Он провел пальцами вдоль ее позвоночника.
– Мне не нужны драгоценности.
– Может быть, и нет. Но я все равно увешал бы тебя ими с ног до головы, пока ты не засверкала бы, чтобы показать всем, насколько я тебя ценю.
Молодая женщина тихо вздохнула – от удовольствия, как решил он. Их губы встретились. Поцелуй мог бы стать прелюдией к дальнейшей игре, однако Луи сделал его всего лишь мягким и ласковым, чтобы показать, какой он хороший муж.
Когда их губы расстались, он повернулся на спину и уставился на стропила, заляпанные воробьиным пометом, который слабо белел в свете лампы. Рядом кто-то тихо храпел. Де Гросмон запоминал вид, запахи и звуки. Ему хотелось отложить в памяти эту ночь, чтобы потом, в будущем, оглянуться назад с высоты богатства и власти на тот момент, с которого началась его слава. Когда-то я спал в сарае. Посмотрите на меня теперь.
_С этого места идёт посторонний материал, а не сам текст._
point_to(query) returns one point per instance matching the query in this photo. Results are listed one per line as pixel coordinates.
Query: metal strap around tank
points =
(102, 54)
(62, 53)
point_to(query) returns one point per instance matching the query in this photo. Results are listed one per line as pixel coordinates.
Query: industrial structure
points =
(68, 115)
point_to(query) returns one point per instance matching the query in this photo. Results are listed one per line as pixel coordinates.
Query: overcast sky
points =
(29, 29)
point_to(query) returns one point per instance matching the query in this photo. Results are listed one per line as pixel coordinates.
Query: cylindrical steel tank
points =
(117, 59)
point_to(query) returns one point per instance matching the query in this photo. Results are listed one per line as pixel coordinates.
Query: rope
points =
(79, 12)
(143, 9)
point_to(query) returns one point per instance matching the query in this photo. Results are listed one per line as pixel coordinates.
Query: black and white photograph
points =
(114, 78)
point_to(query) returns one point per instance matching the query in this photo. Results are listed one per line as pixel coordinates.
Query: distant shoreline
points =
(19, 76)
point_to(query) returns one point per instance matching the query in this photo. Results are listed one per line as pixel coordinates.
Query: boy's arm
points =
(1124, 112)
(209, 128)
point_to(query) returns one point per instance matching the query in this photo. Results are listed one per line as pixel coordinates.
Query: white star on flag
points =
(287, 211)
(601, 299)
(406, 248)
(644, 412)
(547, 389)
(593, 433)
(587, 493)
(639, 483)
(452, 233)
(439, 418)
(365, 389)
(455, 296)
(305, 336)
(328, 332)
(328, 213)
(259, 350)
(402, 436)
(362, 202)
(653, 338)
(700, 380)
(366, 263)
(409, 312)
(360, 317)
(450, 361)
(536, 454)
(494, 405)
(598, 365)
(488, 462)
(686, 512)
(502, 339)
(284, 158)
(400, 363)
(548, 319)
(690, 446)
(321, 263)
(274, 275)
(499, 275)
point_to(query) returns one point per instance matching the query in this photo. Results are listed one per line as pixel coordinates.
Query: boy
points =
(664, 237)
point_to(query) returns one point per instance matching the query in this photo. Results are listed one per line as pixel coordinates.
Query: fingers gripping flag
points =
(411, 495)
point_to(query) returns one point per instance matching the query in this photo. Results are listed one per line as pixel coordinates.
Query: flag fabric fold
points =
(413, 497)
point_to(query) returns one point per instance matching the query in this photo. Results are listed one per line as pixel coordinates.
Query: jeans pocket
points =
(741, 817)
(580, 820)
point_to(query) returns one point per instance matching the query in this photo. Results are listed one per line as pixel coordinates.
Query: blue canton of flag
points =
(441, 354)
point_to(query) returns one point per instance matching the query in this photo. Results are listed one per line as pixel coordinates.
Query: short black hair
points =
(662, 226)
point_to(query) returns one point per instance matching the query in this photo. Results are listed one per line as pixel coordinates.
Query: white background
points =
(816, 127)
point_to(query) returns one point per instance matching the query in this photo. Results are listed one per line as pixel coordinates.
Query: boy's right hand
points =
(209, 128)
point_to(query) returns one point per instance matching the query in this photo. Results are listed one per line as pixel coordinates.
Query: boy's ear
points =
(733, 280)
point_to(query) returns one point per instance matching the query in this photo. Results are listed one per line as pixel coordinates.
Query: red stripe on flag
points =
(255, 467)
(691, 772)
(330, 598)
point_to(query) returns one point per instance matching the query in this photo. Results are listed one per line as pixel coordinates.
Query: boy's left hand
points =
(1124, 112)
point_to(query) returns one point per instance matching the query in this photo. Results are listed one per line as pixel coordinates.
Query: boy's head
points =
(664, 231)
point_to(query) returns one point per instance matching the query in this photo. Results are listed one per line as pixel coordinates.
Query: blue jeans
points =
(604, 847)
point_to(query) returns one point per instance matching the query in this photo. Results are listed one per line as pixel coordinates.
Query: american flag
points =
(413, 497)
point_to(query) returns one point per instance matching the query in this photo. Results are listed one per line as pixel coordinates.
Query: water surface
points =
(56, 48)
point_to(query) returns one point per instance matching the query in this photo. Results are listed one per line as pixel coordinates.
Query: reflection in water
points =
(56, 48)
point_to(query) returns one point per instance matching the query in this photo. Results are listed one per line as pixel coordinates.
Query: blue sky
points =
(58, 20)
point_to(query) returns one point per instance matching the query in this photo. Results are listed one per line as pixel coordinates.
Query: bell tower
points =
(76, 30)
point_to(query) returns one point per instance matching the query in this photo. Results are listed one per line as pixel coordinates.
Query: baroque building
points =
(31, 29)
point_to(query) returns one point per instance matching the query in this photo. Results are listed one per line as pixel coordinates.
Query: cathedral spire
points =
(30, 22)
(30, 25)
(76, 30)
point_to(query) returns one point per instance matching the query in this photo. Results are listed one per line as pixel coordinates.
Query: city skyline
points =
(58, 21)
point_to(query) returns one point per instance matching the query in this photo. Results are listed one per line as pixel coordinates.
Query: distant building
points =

Он погрузился в сон с улыбкой на лице.
У бывшего очага Этель в Бристоле Оливер праздновал Рождество вином и виски, уэльским медом и шотландским пойлом, чтобы заглушить боль. Но, хотя тело немело, мысль, словно нарочно, сосредоточивалась на одном со все большей четкостью. Горе от утраты Кэтрин терзало глубже, чем печаль по Эмме. Эмма была мертва и навсегда потеряна для него, Кэтрин же жила, дышала и любила. Так близко и так недостижимо далеко.